What is the difference between severity, impact, urgency and priority?
There are many naming standards to classify incidents. The Alert Manager follows ITIL framework naming, where priority is calculated from impact and urgency ( impact x urgency = priority ). The impact is taken from the alert settings. The urgency is taken from the incident configuration's default urgency setting, or, if the alert has a field urgency with a valid setting, from the alert's result. For alerts with multiple urgencies, the first urgency level is taken. Urgencies can be overridden manually after an incident has been created.
The incident's priority is calculated with the help of the alert_priority lookup table based on the alert's severity reps. impact and the incident's urgency. The default matrix can be found here.
How should I understand users?
There are two main reasons why we are using users in our app:
- Incident assignment: Dispatch incident investigation tasks to other colleagues
- Notifications: Receive notifications at different stages by e-mail
What is the difference between built-in and Alert Manager users?

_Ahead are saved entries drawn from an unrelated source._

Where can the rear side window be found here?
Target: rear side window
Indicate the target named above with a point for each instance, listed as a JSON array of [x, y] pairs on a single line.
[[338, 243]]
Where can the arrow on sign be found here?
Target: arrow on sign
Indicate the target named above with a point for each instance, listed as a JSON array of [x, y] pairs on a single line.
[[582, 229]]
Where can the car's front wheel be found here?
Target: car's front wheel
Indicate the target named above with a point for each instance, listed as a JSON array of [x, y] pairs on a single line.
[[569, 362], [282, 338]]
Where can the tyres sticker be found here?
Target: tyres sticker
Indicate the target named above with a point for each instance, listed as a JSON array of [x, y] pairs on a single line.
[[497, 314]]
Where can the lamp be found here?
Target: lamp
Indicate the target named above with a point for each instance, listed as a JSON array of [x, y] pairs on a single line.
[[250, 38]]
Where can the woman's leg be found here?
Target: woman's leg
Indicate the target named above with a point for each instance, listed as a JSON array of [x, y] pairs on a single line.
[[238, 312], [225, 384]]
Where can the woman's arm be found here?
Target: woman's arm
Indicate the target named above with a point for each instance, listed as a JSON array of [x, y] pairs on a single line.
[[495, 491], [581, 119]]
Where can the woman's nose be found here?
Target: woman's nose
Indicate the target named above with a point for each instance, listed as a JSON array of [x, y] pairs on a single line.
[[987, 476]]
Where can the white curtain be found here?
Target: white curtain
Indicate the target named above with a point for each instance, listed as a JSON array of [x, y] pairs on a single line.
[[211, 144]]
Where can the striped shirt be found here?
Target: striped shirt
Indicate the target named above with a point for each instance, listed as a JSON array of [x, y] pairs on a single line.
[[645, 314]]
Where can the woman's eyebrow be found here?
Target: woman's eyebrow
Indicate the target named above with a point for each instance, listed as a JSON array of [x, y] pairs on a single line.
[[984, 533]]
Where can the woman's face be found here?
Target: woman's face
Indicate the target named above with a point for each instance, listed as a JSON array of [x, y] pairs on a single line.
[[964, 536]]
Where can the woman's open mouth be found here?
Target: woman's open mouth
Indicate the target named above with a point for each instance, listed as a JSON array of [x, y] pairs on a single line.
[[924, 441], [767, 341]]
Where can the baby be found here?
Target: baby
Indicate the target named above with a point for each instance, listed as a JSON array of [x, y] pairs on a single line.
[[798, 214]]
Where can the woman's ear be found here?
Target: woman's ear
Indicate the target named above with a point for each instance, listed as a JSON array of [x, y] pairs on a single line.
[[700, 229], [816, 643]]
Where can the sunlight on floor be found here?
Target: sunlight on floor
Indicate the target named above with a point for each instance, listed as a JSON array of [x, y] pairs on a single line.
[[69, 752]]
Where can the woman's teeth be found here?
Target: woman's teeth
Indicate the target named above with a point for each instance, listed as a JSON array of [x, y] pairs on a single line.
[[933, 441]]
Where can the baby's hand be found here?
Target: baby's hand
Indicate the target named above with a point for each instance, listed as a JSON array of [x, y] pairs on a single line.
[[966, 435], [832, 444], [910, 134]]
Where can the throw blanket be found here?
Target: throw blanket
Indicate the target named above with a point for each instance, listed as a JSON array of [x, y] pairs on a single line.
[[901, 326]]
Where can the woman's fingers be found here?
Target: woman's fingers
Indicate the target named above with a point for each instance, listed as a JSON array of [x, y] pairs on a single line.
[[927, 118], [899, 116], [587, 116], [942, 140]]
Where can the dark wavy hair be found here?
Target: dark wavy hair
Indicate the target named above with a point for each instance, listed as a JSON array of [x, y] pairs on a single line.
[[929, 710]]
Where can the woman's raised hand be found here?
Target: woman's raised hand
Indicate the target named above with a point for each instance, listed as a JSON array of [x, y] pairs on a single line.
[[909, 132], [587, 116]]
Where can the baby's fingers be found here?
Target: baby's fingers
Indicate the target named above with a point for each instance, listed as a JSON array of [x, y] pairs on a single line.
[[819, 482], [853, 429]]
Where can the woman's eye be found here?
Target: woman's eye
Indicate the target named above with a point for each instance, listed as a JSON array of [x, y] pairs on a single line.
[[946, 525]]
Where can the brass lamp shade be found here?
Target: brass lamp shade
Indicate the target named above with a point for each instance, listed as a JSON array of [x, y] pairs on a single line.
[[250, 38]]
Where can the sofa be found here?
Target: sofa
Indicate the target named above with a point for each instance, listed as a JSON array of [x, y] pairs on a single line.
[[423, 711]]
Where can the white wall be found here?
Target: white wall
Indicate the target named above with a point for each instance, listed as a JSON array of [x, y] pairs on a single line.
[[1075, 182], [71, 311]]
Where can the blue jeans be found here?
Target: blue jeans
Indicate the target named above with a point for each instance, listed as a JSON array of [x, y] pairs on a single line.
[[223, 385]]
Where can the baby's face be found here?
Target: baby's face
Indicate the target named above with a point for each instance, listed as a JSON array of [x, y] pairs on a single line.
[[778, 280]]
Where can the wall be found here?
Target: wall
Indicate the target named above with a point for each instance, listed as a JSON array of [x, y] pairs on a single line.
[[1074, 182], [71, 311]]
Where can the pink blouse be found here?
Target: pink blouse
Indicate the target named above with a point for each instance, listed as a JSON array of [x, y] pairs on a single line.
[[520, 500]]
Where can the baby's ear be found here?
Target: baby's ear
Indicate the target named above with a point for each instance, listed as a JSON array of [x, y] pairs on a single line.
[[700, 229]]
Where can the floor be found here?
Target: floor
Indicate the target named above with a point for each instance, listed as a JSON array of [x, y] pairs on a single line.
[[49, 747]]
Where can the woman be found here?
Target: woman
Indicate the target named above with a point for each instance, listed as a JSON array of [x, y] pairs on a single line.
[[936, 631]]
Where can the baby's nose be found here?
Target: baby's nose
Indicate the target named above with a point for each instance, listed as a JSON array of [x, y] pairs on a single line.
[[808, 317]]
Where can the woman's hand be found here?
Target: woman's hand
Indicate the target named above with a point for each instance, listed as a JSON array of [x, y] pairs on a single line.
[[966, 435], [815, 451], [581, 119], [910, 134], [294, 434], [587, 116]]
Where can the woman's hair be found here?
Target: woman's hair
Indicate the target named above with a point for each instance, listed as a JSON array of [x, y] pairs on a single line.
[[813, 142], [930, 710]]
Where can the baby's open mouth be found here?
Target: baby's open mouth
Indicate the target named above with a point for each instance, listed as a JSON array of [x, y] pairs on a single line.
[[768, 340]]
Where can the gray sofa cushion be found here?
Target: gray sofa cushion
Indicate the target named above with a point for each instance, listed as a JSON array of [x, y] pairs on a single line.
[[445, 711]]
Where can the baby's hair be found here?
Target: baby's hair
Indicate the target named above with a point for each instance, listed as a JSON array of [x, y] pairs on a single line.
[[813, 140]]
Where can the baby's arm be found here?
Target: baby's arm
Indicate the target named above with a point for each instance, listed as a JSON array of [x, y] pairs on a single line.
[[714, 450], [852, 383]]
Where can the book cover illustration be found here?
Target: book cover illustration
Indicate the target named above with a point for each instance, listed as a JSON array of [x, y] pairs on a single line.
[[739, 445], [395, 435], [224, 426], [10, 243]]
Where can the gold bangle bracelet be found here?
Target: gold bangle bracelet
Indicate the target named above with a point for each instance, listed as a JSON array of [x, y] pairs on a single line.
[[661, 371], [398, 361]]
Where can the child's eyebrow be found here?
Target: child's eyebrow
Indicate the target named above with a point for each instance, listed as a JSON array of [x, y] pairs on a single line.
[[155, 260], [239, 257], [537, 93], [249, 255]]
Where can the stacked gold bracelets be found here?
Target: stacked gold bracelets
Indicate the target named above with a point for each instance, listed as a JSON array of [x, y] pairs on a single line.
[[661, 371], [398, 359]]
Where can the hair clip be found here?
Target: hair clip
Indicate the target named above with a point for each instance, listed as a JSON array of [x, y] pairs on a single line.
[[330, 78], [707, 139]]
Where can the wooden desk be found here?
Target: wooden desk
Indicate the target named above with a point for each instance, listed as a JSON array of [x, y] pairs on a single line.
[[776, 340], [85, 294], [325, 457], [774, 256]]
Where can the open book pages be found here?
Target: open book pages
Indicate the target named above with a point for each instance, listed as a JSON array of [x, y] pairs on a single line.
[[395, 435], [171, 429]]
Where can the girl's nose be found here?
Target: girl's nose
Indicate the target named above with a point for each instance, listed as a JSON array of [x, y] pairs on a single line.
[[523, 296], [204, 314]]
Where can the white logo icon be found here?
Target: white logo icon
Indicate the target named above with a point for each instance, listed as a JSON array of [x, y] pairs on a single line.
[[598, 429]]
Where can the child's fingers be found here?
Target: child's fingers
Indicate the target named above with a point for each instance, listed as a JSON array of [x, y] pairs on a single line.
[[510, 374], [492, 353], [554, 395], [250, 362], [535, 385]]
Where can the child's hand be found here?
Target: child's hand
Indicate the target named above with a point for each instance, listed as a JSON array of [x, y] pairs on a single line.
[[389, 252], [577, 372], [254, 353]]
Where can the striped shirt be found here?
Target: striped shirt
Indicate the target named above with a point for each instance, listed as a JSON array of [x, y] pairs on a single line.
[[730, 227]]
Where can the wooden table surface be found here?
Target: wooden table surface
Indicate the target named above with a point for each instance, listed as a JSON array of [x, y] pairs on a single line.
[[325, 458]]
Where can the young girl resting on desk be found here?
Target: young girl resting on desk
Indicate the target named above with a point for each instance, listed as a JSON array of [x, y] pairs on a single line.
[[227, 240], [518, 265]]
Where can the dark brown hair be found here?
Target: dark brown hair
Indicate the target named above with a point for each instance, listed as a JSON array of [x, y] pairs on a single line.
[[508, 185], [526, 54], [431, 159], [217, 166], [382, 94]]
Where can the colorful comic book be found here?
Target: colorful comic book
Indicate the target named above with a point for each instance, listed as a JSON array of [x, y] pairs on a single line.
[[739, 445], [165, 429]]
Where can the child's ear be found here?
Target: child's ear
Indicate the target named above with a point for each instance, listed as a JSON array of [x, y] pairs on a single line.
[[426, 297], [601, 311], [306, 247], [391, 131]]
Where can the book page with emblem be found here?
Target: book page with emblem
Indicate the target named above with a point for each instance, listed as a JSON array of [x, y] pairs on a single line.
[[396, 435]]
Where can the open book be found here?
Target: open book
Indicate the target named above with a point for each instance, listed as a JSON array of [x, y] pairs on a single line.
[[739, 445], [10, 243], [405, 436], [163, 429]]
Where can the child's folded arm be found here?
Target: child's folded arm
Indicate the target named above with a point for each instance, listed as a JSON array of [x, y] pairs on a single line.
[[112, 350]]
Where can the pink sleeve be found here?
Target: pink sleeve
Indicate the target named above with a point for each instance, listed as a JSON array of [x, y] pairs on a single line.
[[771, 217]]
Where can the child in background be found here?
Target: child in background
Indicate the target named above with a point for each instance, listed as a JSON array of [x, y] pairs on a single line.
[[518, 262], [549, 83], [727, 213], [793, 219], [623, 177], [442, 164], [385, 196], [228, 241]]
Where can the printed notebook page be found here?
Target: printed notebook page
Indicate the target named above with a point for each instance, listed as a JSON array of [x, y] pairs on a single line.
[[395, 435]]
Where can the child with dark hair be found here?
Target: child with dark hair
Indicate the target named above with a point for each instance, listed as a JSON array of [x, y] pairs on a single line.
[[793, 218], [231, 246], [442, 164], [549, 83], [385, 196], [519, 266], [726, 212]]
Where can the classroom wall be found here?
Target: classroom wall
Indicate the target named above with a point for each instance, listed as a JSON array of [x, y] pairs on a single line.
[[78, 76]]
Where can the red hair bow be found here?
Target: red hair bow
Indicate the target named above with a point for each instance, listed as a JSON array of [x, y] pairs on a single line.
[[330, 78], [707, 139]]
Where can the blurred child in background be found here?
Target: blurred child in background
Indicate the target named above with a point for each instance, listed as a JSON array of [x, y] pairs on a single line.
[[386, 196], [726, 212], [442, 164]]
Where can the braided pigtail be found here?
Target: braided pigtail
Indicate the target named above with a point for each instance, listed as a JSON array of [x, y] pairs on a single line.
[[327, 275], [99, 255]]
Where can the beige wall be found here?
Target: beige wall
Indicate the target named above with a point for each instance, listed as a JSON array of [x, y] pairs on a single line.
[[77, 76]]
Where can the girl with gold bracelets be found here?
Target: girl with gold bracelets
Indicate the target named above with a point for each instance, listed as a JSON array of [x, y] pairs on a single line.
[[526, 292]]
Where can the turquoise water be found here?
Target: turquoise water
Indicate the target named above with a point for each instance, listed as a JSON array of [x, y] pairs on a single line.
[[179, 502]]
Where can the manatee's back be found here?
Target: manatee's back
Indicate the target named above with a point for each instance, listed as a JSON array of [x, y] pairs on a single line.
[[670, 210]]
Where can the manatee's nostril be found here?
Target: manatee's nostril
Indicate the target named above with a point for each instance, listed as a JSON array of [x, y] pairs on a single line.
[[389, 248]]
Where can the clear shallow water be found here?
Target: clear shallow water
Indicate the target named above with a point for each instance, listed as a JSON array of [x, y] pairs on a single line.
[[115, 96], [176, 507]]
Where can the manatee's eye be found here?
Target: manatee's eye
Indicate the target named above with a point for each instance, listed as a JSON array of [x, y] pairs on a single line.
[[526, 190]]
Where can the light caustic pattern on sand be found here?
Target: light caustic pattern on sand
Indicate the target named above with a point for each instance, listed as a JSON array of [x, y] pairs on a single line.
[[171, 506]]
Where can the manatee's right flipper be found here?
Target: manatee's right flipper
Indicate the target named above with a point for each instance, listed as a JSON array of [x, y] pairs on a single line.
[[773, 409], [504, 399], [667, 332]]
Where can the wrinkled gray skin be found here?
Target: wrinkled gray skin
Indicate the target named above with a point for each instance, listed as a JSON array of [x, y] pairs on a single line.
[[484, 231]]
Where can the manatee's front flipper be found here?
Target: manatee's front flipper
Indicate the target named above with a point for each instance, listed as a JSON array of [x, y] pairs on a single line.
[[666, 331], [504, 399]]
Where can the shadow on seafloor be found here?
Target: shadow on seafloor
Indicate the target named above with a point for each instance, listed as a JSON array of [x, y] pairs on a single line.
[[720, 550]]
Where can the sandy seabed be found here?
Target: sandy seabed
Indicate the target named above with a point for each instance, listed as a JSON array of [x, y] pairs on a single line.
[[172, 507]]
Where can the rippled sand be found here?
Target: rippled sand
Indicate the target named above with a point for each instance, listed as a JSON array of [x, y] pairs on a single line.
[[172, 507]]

Built-in users are traditional Splunk users. They can be used to re-assign incidents and receive notifications as long as the built-in user repository is activated (see User settings in the Alert Manager).
Alert Manager users are virtual users configured in the Alert Manager only. The primary usage of these users is to represent user or group accounts outside of Splunk.
- Example 1: You wan't to notify or dispatch an incident to a Domain controller admin when a new Incident has been created, but the admin has no account in Splunk
- Example 2: You wan't to send a notification to a mailing list without having to create a dedicated Splunk user for this purpose.
Why do I have to deploy the Add-on on a Search Head?
As the Alert Manager generates some events (by default alerts), they get parsed on the Search Head. So event breaking rules from props.conf need to get applied here, regardless if events get forwarded to indexers later or not.